2. Diğer davalılar vekili temyiz dilekçesinde özetle; kararın usul ve yasaya aykırı olduğunu, mahkemece delillerin takdirinde hataya düşüldüğünü davanın reddi gerektiğini ileri sürmüştür.

C. Gerekçe
1. Uyuşmazlık ve Hukuki Nitelendirme
Uyuşmazlık, Türk Medeni Kanunu’nun 713/2 inci maddesine düzenlenen ölüm nedenine dayalı tapu iptal ve tescil istemine ilişkindir.

2. İlgili Hukuk
6100 sayılı Hukuk Muhakemeleri Kanunu’nun (6100 sayılı Kanun) geçici 3 üncü maddesinin ikinci fıkrası atfıyla uygulanmasına devam olunan mülga 1086 sayılı Hukuk Usulü Muhakemeleri Kanunu’nun (1086 sayılı Kanun) 428 inci maddesi, 438 inci maddesinin yedi, sekiz ve dokuzuncu fıkraları ile 439 uncu maddesinin ikinci fıkrası, 4271 sayılı Kanun’un 713/2 inci maddesi.

3. Değerlendirme
1. Türk Medeni Kanunu’nun 713/2 nci fıkrasında hüküm altına alınan ölüm sebebine dayalı tapu iptali ve tescil davalarında taşınmazın 20 yıllık zilyetlikle kazanılabilmesi için taşınmaza malik sıfatıyla en az 20 yıl zilyet olmanın yanında, taşınmaz kayıt malikinin ölmüş olması ve ölüm olayının dava tarihinden en az 20 yıl önce gerçekleşmiş olması şartı aranmaktadır. (Anayasa mahkemesinin iptal kararı ile uygulanan hükümler saklıdır.)

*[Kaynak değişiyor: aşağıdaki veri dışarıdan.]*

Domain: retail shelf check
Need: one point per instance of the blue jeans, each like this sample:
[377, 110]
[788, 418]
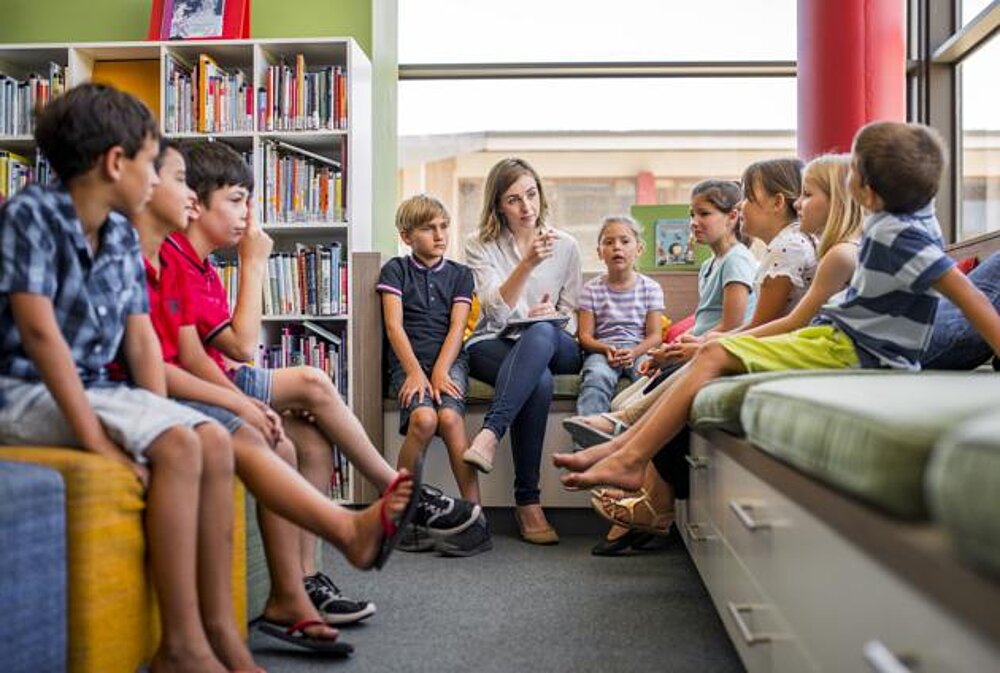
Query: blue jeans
[521, 373]
[955, 343]
[599, 382]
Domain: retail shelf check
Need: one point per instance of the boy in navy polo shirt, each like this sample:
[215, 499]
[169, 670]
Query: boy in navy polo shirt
[426, 300]
[72, 291]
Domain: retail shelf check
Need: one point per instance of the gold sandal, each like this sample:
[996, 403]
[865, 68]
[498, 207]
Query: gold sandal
[635, 512]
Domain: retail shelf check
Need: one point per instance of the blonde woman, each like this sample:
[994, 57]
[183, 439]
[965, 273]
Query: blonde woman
[523, 270]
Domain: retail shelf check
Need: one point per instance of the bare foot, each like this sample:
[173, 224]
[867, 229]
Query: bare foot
[363, 546]
[230, 648]
[618, 469]
[185, 661]
[584, 458]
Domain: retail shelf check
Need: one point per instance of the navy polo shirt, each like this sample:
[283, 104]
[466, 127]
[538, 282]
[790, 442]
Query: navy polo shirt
[428, 294]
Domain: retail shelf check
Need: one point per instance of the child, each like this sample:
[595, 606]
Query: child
[222, 183]
[620, 316]
[426, 300]
[71, 293]
[251, 425]
[883, 319]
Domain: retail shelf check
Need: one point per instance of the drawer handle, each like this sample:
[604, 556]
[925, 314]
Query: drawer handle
[695, 534]
[696, 462]
[751, 638]
[743, 512]
[881, 659]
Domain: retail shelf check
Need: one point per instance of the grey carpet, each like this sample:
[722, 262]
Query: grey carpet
[526, 608]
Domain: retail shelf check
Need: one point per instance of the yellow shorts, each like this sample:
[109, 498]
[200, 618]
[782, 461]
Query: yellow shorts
[815, 347]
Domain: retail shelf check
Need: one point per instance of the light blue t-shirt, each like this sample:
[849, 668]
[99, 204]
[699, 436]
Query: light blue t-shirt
[737, 266]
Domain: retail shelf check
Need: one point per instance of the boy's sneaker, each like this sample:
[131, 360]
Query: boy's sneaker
[473, 540]
[441, 515]
[333, 606]
[415, 539]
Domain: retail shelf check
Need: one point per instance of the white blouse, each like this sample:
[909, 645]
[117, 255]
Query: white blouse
[559, 276]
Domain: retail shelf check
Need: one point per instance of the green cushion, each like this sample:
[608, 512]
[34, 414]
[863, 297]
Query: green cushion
[718, 403]
[869, 435]
[963, 487]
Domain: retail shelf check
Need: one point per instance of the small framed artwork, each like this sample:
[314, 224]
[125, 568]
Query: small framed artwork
[199, 19]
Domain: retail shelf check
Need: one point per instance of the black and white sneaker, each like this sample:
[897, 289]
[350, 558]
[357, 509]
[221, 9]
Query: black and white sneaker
[473, 540]
[441, 515]
[333, 606]
[415, 539]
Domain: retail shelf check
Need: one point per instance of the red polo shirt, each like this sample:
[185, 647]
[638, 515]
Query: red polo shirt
[204, 296]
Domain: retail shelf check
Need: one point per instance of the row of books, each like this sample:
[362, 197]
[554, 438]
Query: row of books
[300, 186]
[312, 281]
[294, 99]
[16, 171]
[206, 98]
[19, 100]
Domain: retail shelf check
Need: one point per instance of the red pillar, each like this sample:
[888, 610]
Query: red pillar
[851, 70]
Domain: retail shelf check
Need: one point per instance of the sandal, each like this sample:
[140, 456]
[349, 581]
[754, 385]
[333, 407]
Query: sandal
[636, 513]
[393, 530]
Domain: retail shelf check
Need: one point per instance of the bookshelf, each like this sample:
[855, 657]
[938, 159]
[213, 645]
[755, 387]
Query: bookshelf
[325, 152]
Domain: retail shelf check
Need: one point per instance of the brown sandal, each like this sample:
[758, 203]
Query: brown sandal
[635, 512]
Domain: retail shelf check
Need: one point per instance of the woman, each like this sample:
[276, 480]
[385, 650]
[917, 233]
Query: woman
[523, 269]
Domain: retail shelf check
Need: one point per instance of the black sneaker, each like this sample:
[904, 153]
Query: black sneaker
[441, 515]
[415, 540]
[333, 606]
[473, 540]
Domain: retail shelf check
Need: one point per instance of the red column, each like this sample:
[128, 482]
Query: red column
[851, 70]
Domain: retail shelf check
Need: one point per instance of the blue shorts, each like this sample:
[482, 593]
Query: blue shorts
[223, 416]
[254, 381]
[459, 373]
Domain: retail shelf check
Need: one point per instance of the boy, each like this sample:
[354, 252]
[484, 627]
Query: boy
[221, 217]
[71, 292]
[883, 319]
[426, 300]
[249, 424]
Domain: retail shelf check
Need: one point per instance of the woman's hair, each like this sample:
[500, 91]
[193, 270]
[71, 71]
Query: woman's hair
[725, 196]
[505, 173]
[775, 176]
[844, 221]
[634, 226]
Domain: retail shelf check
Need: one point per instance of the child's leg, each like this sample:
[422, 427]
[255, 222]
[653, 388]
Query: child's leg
[309, 388]
[621, 461]
[172, 504]
[215, 548]
[451, 427]
[597, 387]
[315, 462]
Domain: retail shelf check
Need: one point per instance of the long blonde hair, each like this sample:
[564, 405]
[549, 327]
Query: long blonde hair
[503, 174]
[845, 219]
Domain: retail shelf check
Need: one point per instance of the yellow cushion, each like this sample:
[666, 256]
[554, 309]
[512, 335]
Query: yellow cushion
[112, 619]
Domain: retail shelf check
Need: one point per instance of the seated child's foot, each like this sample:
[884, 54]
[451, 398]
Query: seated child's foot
[482, 450]
[617, 469]
[333, 606]
[441, 515]
[362, 548]
[184, 661]
[230, 648]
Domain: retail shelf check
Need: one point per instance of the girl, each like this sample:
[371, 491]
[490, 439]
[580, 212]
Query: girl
[619, 317]
[522, 269]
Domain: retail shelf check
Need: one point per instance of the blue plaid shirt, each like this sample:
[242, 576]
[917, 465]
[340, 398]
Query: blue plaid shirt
[43, 251]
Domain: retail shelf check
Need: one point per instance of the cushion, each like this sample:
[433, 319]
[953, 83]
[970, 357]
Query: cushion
[963, 488]
[33, 558]
[868, 435]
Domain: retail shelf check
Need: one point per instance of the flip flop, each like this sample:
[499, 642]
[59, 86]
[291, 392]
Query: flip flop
[296, 635]
[393, 530]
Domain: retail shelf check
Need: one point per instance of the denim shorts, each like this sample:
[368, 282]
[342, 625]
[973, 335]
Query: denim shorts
[132, 417]
[459, 373]
[221, 415]
[254, 381]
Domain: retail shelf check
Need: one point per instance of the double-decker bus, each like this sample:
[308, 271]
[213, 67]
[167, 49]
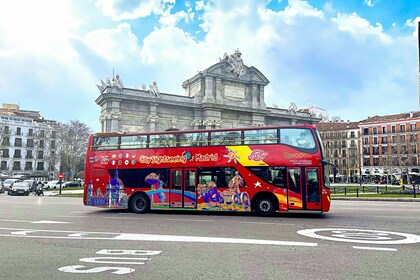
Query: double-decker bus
[261, 169]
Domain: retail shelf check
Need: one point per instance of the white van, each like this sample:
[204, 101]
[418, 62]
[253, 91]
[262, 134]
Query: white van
[8, 183]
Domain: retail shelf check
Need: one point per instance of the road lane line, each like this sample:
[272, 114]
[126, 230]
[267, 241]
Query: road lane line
[203, 239]
[148, 237]
[264, 223]
[188, 220]
[375, 248]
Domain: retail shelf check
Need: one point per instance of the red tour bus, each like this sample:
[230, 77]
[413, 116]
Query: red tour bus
[264, 169]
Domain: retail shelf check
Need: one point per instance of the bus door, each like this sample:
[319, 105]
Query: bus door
[313, 188]
[303, 188]
[294, 189]
[183, 188]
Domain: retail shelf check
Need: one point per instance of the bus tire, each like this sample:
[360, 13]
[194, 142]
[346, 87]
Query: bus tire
[265, 206]
[139, 204]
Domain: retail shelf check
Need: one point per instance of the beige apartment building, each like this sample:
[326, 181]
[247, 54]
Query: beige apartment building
[342, 145]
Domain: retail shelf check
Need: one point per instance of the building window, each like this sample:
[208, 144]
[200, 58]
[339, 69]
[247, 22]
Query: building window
[40, 166]
[30, 143]
[16, 165]
[402, 128]
[6, 141]
[18, 142]
[5, 153]
[28, 165]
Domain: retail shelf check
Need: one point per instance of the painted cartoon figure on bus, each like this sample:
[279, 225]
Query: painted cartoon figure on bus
[156, 185]
[209, 193]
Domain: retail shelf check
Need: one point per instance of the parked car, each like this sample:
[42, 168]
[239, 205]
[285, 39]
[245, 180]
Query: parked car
[54, 184]
[19, 188]
[72, 184]
[8, 183]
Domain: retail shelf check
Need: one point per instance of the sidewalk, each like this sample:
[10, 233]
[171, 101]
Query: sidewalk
[398, 199]
[57, 192]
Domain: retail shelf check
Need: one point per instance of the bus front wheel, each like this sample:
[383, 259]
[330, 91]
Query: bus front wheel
[140, 204]
[265, 207]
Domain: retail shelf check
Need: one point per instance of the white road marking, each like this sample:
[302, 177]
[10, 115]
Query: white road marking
[362, 236]
[49, 222]
[203, 239]
[148, 237]
[188, 220]
[24, 232]
[375, 248]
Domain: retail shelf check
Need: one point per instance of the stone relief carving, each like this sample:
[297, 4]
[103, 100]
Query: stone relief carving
[236, 64]
[196, 122]
[292, 108]
[152, 119]
[117, 82]
[131, 128]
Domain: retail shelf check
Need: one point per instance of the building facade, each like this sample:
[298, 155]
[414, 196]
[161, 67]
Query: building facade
[342, 146]
[227, 94]
[390, 145]
[28, 144]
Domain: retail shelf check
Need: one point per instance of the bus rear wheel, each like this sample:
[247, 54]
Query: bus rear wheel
[139, 204]
[265, 207]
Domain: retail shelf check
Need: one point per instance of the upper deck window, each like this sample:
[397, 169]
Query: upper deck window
[105, 143]
[297, 137]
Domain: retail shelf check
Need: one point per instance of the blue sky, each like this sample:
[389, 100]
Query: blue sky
[353, 58]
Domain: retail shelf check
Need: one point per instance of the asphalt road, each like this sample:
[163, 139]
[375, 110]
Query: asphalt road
[59, 238]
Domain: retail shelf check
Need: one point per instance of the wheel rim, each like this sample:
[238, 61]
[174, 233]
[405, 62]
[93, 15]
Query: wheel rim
[265, 206]
[140, 204]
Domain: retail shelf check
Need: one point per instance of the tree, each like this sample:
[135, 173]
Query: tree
[74, 135]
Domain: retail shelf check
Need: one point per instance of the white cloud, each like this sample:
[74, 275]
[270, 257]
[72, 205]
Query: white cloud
[118, 45]
[120, 10]
[359, 27]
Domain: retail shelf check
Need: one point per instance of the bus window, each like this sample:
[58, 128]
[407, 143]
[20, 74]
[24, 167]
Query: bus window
[134, 142]
[162, 141]
[225, 138]
[105, 143]
[193, 139]
[312, 185]
[297, 137]
[294, 179]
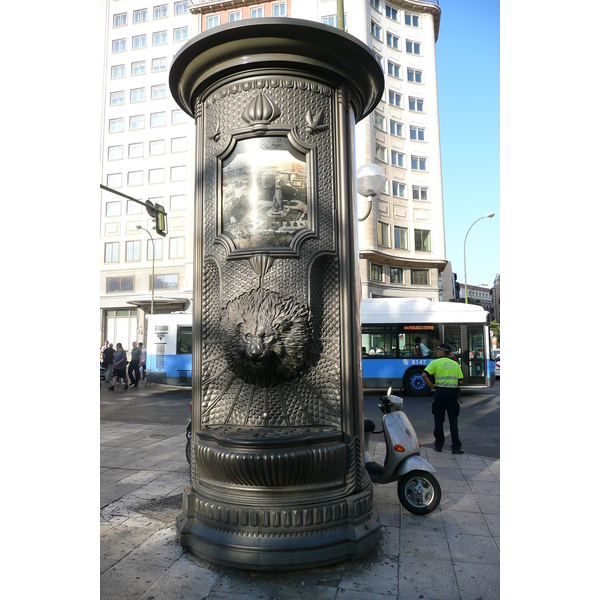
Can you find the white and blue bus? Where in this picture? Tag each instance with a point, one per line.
(400, 337)
(169, 349)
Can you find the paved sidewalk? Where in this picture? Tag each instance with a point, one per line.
(451, 554)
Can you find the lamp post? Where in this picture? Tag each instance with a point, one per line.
(153, 255)
(370, 180)
(488, 216)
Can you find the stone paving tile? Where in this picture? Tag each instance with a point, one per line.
(478, 582)
(426, 545)
(427, 579)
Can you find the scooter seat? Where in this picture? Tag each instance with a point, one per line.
(369, 426)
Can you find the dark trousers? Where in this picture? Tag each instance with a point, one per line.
(134, 371)
(445, 401)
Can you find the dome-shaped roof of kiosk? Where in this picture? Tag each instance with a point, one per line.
(253, 47)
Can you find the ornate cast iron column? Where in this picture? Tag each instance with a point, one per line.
(277, 469)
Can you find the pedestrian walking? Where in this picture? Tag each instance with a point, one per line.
(143, 360)
(134, 365)
(107, 362)
(448, 376)
(119, 367)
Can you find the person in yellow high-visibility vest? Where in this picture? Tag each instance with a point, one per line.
(448, 376)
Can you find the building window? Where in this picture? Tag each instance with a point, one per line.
(393, 69)
(113, 209)
(111, 252)
(397, 159)
(157, 147)
(400, 238)
(117, 72)
(159, 64)
(136, 150)
(136, 122)
(381, 153)
(152, 247)
(376, 272)
(396, 275)
(181, 7)
(416, 104)
(418, 163)
(165, 282)
(419, 192)
(412, 20)
(178, 144)
(119, 284)
(398, 189)
(135, 178)
(158, 119)
(159, 91)
(140, 16)
(419, 277)
(393, 41)
(177, 247)
(117, 98)
(413, 47)
(115, 152)
(395, 98)
(120, 20)
(278, 9)
(115, 125)
(376, 30)
(138, 95)
(114, 180)
(379, 120)
(138, 68)
(178, 202)
(119, 45)
(383, 234)
(414, 75)
(156, 175)
(133, 208)
(417, 133)
(180, 34)
(422, 241)
(178, 116)
(159, 37)
(391, 13)
(161, 12)
(178, 173)
(138, 41)
(396, 128)
(133, 250)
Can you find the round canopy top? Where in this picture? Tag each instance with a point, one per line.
(252, 46)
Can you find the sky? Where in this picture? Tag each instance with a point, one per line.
(468, 74)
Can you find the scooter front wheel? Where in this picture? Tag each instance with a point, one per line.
(419, 492)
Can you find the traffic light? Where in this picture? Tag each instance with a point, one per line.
(161, 220)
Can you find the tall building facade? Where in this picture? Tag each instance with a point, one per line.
(147, 151)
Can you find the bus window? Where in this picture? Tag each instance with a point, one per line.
(184, 340)
(418, 341)
(378, 340)
(452, 337)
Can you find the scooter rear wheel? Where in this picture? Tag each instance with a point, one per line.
(419, 492)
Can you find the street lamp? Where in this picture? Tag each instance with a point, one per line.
(153, 255)
(488, 216)
(370, 180)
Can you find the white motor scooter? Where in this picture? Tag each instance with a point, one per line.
(418, 489)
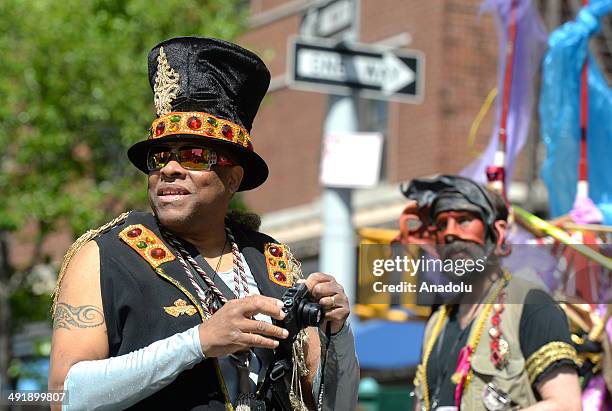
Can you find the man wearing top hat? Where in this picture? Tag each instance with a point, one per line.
(181, 309)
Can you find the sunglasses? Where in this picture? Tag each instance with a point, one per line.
(189, 157)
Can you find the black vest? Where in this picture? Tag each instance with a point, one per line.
(134, 296)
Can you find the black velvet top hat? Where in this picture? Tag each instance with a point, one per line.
(208, 91)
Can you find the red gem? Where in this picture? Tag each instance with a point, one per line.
(158, 253)
(159, 130)
(227, 132)
(134, 232)
(194, 123)
(275, 251)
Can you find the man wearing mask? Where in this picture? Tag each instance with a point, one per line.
(505, 345)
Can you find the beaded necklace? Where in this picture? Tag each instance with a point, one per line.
(213, 300)
(463, 372)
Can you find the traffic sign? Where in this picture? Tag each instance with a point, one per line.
(328, 18)
(375, 72)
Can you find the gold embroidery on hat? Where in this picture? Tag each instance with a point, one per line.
(180, 307)
(166, 85)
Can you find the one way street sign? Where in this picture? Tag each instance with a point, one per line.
(375, 72)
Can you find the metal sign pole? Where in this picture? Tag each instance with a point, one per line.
(337, 250)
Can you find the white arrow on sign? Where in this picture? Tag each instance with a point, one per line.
(389, 72)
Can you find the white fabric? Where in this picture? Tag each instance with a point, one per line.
(228, 370)
(118, 382)
(341, 372)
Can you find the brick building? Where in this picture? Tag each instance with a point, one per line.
(460, 48)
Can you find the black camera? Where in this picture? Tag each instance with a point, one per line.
(301, 311)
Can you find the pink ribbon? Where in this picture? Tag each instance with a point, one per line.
(585, 211)
(463, 368)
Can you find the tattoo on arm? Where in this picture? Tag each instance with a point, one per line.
(83, 316)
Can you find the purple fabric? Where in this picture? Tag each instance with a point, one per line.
(585, 211)
(530, 45)
(594, 395)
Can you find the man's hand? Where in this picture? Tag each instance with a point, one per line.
(232, 329)
(330, 295)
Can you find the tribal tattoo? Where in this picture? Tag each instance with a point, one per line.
(83, 316)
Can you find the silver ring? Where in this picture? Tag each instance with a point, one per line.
(260, 325)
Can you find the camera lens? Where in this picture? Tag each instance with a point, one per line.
(310, 314)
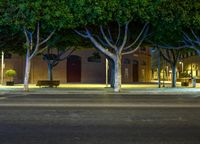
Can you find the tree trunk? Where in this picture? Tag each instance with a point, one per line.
(159, 56)
(27, 72)
(111, 73)
(117, 75)
(173, 75)
(50, 74)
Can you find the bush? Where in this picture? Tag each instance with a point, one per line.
(184, 75)
(10, 73)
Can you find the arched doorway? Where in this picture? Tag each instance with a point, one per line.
(135, 71)
(74, 69)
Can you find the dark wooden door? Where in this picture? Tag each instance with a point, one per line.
(135, 71)
(74, 69)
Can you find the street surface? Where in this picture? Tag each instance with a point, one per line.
(99, 119)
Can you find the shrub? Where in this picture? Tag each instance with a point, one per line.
(10, 73)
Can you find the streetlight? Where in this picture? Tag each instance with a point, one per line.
(181, 65)
(106, 72)
(2, 66)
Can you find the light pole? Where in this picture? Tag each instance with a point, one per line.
(181, 65)
(2, 66)
(106, 72)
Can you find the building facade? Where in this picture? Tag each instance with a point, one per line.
(83, 66)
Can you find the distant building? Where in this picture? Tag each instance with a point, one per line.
(83, 66)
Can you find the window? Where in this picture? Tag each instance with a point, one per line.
(126, 61)
(95, 57)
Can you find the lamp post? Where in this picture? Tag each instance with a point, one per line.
(106, 72)
(181, 65)
(2, 66)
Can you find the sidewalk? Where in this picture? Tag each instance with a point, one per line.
(129, 89)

Somut olayda; 09.08.1974 tarihli kadastro tutanağı incelendiğinde, dava konusu gayrimenkulde malik olarak görünen Mehmet karısı….,… karısı ….. ölü oldukları belirtilmiş olup, bu husus dosya arasındaki tapu kayıtları incelendiğinde beyanlar hanesinde de açıkça belirtilmiştir.

2. Kadastro sırasında, ölü olduğu anlaşılan ancak mirasçıları belirlenemeyen kişilerin adına tespit yapıldığı hallerde kayıt maliki olarak her ne kadar ölü olan şahıs gözükse de aslında tespit edilen ölü şahıs değil, onun mirasçılarıdır.

Buna göre, intikal yapılana kadar, dava konusu taşınmazın kayıt malikleri …. karısı …, ….. kızı …, … karısı … olmayıp, bu kişilerin mirasçılarıdır. Bu durumda, son mirasçıya intikal yapılana kadar tapu kaydında mirasçıların malik olma hali devam edeceğinden, kayıt maliklerinin ölümüne dayalı olarak zilyetlikle kazanım mümkün değildir. Açıklanan nedenlerle davanın reddine karar verilmesi gerekirken yazılı şekilde hüküm kurulması doğru değildir.

VI. KARAR
Açıklanan sebeplerle;
Temyiz olunan Mahkeme kararının BOZULMASINA,

Peşin alınan temyiz karar harcının istek hâlinde ilgiliye iadesine,

Kararın tebliğinden itibaren 15 gün içinde karar düzeltme yolu açık olmak üzere,

Dosyanın Mahkemesine gönderilmesine,

12.06.2023 tarihinde oy birliğiyle karar verildi.